Hindsight caught repeated AST traversal bugs
“Why is it flagging recursion again?” I checked the logs, and the agent wasn’t looping—it was using Hindsight to call out the same AST traversal mistake I’d made three commits ago.
Last night I assumed my AST walker was fixed; by morning, Hindsight had surfaced the exact same traversal bug across three different submissions I thought were unrelated.
What I actually built
I’ve been working on Codemind, a coding practice platform that doesn’t just run user code—it tries to understand how someone is solving a problem and guide them while they’re doing it.
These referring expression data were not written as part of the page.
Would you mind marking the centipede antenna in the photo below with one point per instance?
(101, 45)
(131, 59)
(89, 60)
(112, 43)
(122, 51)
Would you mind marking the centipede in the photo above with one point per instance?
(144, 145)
At a high level, the system looks like this:
- A frontend where users write and submit code
- A Python backend that parses and analyzes submissions
- A sandboxed execution layer (Firecracker-style isolation) to safely run code
- An analysis pipeline that walks ASTs and applies rules + taint tracking
- A memory layer powered by Hindsight that stores patterns across attempts
The interesting part isn’t execution—it’s the analysis loop:
- Parse code into an AST
- Traverse it to detect patterns (recursion misuse, unsafe flows, etc.)
- Generate feedback
- Store what happened
- Use that history to influence future feedback
That last step is where things got weird—in a good way.
The problem I thought I had
Originally, I thought my biggest challenge would be writing good static analysis rules.
Things like:
- Detect recursion without base case
- Identify unsafe variable flows (taint analysis)
- Catch incorrect loop termination
So I built a fairly standard AST walker. Something like:
def visit(node):
if isinstance(node, FunctionDef):
check_recursion(node)
for child in ast.iter_child_nodes(node):
visit(child)
Pretty normal. Walk the tree, inspect nodes, apply rules.
And it mostly worked.
But then I started noticing something annoying:
I kept fixing the same class of bugs over and over again.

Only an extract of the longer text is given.